It will also improve teachers’ access to career-long, science-specific continuing professional development (CPD), building on the success of Science Learning Partnerships, Stimulating Physics Network and National STEM Learning Centre.

Government funding will ensure this support is affordable with free or inexpensive help available locally and online.

Generous bursaries will also enable schools to release teachers for career-defining, immersive, residential training at the National STEM Learning Centre in York.

The centre is a unique training and development venue for teachers, mirroring the modern classroom and laboratory facilities, as well as housing a resources centre.

Sir Michael Griffiths, chair of STEM Learning’s strategic advisory group, said: “This announcement reinforces our mission to drive school improvement and pupil outcomes through great science education.

“Science is absolutely fundamental in empowering young people, creating opportunities and ultimately changing lives.”

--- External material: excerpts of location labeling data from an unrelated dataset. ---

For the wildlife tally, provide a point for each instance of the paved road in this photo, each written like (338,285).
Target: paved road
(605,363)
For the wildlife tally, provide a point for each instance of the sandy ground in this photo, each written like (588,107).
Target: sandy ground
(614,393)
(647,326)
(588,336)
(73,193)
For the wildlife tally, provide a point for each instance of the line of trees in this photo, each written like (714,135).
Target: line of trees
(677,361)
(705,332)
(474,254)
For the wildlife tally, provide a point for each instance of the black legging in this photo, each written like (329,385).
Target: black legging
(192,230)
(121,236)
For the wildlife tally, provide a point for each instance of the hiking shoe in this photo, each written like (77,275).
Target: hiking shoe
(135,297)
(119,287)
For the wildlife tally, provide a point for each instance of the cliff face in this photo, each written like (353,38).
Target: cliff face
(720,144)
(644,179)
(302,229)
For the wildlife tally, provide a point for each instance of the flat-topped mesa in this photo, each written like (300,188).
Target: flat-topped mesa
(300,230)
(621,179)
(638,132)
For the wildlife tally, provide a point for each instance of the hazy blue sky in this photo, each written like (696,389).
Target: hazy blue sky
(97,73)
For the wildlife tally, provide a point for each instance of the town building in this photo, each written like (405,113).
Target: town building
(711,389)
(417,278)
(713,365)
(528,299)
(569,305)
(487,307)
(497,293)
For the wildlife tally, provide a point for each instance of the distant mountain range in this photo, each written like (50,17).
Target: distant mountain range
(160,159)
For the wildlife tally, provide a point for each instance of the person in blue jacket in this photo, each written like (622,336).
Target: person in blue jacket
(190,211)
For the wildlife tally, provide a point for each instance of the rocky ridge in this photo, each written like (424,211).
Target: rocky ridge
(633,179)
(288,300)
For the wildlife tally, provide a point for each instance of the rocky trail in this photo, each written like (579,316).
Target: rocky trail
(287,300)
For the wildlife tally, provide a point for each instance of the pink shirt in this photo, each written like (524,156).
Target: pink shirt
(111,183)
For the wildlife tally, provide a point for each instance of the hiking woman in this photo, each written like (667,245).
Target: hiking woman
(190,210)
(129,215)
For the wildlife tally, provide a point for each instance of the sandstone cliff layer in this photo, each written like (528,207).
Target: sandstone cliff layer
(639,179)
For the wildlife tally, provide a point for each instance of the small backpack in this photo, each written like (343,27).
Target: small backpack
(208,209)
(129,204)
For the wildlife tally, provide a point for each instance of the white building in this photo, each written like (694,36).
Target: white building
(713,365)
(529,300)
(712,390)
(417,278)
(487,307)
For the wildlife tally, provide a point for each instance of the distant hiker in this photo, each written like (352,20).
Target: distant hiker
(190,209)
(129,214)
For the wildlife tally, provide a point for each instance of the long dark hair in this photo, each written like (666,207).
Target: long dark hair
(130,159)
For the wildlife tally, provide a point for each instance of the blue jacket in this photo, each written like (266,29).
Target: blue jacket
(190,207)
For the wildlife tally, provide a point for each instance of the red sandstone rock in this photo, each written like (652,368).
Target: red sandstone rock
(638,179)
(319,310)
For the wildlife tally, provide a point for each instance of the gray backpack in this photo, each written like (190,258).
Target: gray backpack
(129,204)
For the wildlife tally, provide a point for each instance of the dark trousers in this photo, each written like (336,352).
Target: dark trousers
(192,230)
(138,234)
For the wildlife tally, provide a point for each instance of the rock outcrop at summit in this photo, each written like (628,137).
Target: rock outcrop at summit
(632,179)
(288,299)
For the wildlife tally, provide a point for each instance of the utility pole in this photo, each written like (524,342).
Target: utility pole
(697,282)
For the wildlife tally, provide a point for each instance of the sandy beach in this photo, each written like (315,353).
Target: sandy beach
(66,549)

Science opens up opportunities for good jobs in innovative industries, making healthy choices and tackling global challenges such as climate change.

As the pace of scientific research accelerates, science CPD boosts the confidence of teachers, helping them keep up with their rapidly changing subject.

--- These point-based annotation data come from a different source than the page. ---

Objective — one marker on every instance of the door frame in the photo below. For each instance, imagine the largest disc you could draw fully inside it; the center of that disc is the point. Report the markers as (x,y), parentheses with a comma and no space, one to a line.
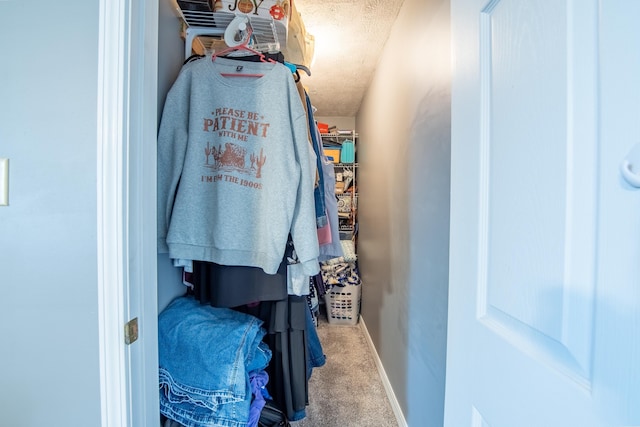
(126,210)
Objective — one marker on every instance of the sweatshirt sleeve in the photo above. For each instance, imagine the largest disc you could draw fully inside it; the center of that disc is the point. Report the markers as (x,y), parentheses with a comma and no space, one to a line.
(172,145)
(303,226)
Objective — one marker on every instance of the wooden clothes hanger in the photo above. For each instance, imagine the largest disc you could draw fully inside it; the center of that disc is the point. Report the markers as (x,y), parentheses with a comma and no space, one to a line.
(244,46)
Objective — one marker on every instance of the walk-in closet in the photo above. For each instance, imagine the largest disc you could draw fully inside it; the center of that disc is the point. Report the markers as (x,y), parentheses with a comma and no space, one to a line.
(257,222)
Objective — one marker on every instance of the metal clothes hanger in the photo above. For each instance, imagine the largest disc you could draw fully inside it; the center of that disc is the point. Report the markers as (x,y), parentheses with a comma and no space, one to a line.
(243,46)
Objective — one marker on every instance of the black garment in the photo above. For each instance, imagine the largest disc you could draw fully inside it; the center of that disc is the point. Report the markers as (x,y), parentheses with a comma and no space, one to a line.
(231,286)
(285,323)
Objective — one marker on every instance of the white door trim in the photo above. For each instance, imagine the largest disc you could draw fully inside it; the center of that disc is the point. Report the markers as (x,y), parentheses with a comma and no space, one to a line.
(111,135)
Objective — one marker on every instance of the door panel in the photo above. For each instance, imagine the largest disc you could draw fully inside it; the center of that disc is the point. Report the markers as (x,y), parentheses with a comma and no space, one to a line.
(537,237)
(539,294)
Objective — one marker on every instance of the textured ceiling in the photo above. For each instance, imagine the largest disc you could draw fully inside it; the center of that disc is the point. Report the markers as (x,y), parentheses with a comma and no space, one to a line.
(349,36)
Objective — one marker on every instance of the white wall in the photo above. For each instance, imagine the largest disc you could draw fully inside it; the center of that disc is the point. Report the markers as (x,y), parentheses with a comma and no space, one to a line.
(49,364)
(404,155)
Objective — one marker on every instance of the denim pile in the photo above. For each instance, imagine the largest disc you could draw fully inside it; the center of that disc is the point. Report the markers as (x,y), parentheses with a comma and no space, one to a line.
(212,365)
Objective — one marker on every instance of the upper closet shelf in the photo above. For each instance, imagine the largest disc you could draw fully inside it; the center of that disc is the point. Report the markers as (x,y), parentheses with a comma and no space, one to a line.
(207,20)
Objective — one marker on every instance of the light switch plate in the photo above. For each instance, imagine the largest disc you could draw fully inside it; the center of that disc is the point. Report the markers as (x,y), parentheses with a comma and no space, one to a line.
(4,182)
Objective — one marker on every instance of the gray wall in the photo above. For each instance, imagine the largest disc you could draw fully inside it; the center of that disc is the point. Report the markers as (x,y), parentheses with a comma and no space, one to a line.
(170,59)
(404,156)
(49,356)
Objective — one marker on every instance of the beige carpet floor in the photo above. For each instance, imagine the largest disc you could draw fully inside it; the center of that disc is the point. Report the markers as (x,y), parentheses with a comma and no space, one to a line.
(347,390)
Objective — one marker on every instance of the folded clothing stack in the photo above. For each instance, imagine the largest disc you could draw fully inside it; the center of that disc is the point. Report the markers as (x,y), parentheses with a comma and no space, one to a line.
(208,357)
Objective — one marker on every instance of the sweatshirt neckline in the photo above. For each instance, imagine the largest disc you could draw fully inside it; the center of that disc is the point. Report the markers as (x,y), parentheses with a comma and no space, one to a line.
(265,68)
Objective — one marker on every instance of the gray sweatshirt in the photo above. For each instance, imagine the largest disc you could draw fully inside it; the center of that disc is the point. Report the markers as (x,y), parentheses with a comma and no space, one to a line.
(235,167)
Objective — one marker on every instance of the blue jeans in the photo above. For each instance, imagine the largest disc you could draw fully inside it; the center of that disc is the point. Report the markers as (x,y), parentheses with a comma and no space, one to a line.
(206,355)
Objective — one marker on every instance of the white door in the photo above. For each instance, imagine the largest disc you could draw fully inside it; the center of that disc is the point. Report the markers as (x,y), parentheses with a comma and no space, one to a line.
(544,315)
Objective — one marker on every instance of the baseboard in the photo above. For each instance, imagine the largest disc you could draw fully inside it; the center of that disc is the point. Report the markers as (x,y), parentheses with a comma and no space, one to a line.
(383,377)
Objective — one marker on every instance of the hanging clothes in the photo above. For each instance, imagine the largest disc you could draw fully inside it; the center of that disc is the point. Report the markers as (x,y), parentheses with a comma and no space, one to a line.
(235,167)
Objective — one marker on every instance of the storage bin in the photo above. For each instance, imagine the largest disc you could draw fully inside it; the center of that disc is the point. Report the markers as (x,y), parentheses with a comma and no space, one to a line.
(323,127)
(333,153)
(343,304)
(347,152)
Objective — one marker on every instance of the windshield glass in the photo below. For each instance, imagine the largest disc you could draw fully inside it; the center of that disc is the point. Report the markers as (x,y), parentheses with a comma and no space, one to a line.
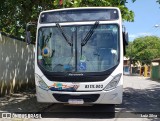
(66,53)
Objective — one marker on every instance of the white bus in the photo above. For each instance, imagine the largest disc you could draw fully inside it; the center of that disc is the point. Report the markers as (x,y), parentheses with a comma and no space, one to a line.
(79,56)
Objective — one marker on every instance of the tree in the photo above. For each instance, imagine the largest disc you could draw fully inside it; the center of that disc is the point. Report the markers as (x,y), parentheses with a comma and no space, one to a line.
(144,49)
(15,14)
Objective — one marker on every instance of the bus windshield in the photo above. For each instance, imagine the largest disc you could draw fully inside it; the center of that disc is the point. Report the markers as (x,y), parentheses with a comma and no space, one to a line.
(62,48)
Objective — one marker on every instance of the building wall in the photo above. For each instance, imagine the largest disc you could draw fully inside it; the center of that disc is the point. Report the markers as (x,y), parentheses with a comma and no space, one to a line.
(16,65)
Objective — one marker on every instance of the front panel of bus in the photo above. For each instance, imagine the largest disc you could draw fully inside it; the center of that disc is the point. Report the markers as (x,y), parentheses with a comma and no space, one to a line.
(79,56)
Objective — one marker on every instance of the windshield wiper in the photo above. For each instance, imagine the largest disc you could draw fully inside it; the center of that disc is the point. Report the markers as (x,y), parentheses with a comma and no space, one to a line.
(64,34)
(90,33)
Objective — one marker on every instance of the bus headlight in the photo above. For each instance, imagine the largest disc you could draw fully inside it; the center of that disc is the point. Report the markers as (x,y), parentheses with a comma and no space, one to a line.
(113,83)
(40,82)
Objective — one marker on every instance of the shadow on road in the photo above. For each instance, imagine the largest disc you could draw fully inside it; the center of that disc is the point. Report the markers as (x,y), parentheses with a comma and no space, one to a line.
(135,101)
(141,100)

Evidence shows that CPD improves student outcomes by allowing teachers to enhance and refine their practice, and makes it more likely that teachers will continue in the profession.

The partnership will reduce the disadvantage gap and improve the performance of under-represented groups in science at GCSE and A level, increase student progression to A level science (particularly in physics), boost the confidence of all science teachers and increase science teacher retention.